Please forgive an old man for nostalgia and reverence for the past. However, when I attended high school long ago in the yeshiva in Chicago, God was an incessant participant in all of our classes, whether they discussed Talmud or chemistry and physics. Even the non-Jewish teachers that taught us in the secular studies department were people to whom God was a reality and always spoke of the wonderment and exactitude of nature as being a further indication of the presence of God in the world. I will admit that the study of Jewish history then was pretty dry, boring and uninspiring. But if one stuck it out the entire four years of classes, as I did, the sheer irrationality of the story of the Jewish people began to resonate as the guiding hand of Heaven shepherding, challenging, and even punishing a special people who had a special mission. The study of the great and holy prophets of Israel was always taught with reverence and relevance. Somehow our teachers, all Eastern European Jews and almost none of whom were blessed with academic credentials, were able to communicate to us that these prophecies and ideas were meant not just as ancient moral mantras but spoke to us. Even the sections of the commentary of Rashi that were purely grammatical were taught to us from the perspective of learning the holiness of language and the precision of Hebrew. And when we studied Talmud, we did not skip over the sections of Agada found in its pages.

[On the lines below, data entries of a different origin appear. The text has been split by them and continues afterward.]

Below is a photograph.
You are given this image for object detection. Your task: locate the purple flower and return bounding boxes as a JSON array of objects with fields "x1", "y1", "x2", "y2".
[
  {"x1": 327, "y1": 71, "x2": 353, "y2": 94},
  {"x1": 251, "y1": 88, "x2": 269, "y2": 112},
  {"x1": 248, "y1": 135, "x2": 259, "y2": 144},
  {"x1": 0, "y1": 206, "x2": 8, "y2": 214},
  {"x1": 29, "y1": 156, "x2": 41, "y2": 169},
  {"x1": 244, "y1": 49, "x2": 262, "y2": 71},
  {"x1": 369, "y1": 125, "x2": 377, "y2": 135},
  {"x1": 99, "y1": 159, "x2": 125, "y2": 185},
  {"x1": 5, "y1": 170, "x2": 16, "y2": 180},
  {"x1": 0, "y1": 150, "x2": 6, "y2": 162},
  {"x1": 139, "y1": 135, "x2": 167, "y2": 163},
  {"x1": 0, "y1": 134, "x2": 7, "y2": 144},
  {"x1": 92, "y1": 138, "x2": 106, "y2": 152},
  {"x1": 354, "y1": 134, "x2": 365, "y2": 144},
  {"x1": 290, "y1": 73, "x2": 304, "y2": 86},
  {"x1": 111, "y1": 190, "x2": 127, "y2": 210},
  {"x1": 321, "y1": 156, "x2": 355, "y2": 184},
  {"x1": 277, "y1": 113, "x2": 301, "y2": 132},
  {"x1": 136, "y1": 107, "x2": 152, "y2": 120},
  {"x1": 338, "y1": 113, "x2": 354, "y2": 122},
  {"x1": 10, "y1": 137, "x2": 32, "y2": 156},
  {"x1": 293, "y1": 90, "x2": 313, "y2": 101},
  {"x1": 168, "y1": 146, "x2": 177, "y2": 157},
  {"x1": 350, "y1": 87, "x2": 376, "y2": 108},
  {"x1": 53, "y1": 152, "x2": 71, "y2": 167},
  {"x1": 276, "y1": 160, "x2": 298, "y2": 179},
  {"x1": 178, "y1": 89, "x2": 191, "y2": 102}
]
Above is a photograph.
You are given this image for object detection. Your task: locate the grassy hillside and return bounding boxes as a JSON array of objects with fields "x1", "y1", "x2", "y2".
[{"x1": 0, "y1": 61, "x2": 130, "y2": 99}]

In fact, we came early on to realize that Agada was a primary tool for introducing God into the curriculum and into the classroom, making the divine presence real in our studies and eventually, in our lives.
In our godless time neither is a study of the words of the prophets of Israel nor the grammatical sections of the commentary of Rashi – and certainly not the Agadic digressions in the Talmud – given adequate place of study and honor. We are wholly devoted to knowledge, facts, exams and scholastic marks but the inner spirit and beauty of Judaism is often times not present in our Jewish schools. In the 19th century both the Chasidic and Mussar movements injected life and spirit into Jewish schools and the Jewish street. These movements today are more institutionalized and frozen in time and therefore have much less influence than they once did, though I think it fair to say that the presence of God is emphasized to a greater extent in the classrooms of the schools of the Chasidic variety than elsewhere.
Facing the overwhelming culture of godlessness and hedonism that now dominates the culture of the Western world, our schools and homes are the last bastions of defense against this form of destruction that has already consumed millions of Jews the world over. Defeating the enemy first requires identifying it, and this, in my opinion, is the vital role that our Jewish schools can perform and thereby ensure the survival of the eternal people and of its core beliefs and value systems.
Rabbi Berel Wein is a widely recognized expert on Jewish history, which he has popularized through lectures, books, seminars, television and radio appearances, and films. A former lawyer and pulpit rabbi and Founder of Yeshiva Sha’arei Torah, in Suffern, NY, Rabbi Wein has received numerous awards, including, most recently, the Torah Prize Award from Machon Harav Frank, Jerusalem, for his teaching achievements. Rabbi Wein is Founder and Director of the Destiny Foundation.